R Y A N F O E R S T E R
S T E F A N R E I T E R E R
M E I N A S C H E L L A N D E R
Fuge für drei Künstler*innen
6. Dezember 2024 –
18. Januar 2025
Öffnungszeiten
Di.–Fr., 11–18 Uhr
Sa., 11–15 Uhr
Getreidemarkt 14
1010 Wien
Wir freuen uns sehr, die Ausstellung „Fuge für drei Künstler*innen“ von Ryan Foerster, Stefan Reiterer und Meina Schellander in unserer Wiener Galerie zu zeigen. Sie wurde von Mélanie Scheiner kuratiert und setzt die Werke von drei Künstler*innen zueinander in Bezug, die verschiedenen Generationen angehören, aber aus ihrem jeweils eigenen, individuellen Blickwinkel ähnliche Aspekte unserer technoiden Lebensrealität beleuchten.
Fugue - vom lateinischen fuga: Flucht; fugare: fliehen - ist ein Wort mit unzähligen Bedeutungen. Im Englischen kann es sich auf einen Zustand physischer und/oder psychischer Abwesenheit beziehen, ein vorübergehendes Heraustreten aus der Vernunft und dem Selbst, eine vage Abwesenheit von einem bekannten Ort. Im Deutschen kann es auch eine Spalte oder den Zwischenraum zwischen zwei Dingen bedeuten. Ausgehend von diesen verschiedenen Konnotationen untersucht die Ausstellung „Fuge für Drei Künstler*innen“ die Art und Weise, wie drei ungleiche Künstler*innen - deren Schaffen Generationen, geografische Kontexte und ein breites Spektrum von Medien umspannt - sich mit der Beziehung des Körpers zum physischen, mentalen und sozialen Raum auseinandersetzen und diese unterlaufen.

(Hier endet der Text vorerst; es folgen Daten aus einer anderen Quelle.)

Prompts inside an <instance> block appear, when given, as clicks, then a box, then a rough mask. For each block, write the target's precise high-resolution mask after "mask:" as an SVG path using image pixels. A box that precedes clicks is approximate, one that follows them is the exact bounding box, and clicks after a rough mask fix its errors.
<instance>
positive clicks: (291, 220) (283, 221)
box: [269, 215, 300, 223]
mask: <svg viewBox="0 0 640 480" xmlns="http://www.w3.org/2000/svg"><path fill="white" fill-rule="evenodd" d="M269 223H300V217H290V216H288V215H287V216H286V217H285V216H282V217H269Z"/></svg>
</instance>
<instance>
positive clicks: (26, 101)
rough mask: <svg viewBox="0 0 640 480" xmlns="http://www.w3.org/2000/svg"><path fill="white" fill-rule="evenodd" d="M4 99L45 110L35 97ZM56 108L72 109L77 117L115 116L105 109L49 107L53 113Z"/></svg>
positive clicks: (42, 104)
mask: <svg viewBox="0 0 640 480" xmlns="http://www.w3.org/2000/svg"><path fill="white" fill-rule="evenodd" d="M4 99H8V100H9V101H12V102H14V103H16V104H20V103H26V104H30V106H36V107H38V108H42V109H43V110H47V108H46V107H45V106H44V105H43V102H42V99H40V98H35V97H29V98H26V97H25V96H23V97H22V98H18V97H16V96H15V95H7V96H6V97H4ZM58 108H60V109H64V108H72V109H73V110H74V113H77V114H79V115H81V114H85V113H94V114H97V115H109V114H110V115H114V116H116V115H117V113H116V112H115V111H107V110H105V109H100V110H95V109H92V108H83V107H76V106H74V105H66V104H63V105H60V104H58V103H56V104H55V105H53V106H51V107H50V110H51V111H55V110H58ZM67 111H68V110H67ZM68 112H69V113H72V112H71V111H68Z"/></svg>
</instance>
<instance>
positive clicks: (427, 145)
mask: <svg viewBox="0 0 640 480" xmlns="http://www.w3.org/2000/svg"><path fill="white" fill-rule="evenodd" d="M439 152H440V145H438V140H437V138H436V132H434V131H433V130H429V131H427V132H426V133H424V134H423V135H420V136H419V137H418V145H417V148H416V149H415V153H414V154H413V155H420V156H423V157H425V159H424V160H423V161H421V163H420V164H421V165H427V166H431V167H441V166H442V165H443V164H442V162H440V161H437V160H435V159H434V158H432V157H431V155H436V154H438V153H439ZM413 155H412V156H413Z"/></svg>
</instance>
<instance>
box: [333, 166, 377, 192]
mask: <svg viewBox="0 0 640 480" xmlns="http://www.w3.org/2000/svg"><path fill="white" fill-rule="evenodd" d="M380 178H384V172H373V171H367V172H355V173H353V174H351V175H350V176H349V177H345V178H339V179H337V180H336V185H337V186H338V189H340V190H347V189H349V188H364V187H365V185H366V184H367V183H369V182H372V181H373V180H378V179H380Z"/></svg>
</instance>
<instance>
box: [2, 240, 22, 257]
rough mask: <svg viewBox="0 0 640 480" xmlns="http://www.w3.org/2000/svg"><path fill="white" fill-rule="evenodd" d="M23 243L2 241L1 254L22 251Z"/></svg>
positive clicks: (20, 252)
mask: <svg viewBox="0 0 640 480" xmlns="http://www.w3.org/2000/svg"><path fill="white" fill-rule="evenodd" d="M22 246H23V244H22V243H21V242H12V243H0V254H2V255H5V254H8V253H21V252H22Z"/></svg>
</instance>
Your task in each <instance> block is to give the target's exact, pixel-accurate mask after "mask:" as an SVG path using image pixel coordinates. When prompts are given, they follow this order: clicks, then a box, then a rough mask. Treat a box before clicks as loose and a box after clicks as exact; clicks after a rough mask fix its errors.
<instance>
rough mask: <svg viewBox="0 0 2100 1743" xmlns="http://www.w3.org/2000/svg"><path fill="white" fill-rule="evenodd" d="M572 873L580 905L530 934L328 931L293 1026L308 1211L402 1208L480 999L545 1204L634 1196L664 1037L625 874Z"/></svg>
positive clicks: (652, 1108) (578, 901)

Ausgangspunkt der Ausstellung ist Meina Schellanders Installation „Einheitenfuge 1: Teil/Rest 1-18 mit Gegenstellwerk 1-19“ (1982-89), die hier zum ersten Mal seit 35 Jahren in ihrer Gesamtheit gezeigt wird. Schellanders Oeuvre ist geprägt von einer rigorosen Aufmerksamkeit für die Anordnung von Formen im Raum, die gleichermaßen von der gebauten Umwelt und der natürlichen Landschaft ihrer Kärntner Heimat inspiriert ist. Ihre architektonischen Skulpturen mit ihren harten Winkeln und ihrer oft mechanischen Anmutung sind jedoch typischerweise aus organischen und leichten Materialien wie Holz, Plexiglas, Eitempera und Papiercollage gefertigt. Hinter ihrer imposanten Präsenz verbirgt sich eine gewisse Verletzlichkeit, ähnlich dem Imponiergehabe von Tieren, die sich selbst größer erscheinen lassen, wenn sie sich bedroht fühlen. In Schellanders Skulpturen wird die Spannung zwischen der formalen Autonomie einer Struktur und dem Einfluss der sie umgebenden räumlichen Kontexte zu einer Analogie des Kampfs zwischen der Innerlichkeit eines Individuums und den äußeren Kräften, die unser Leben formen.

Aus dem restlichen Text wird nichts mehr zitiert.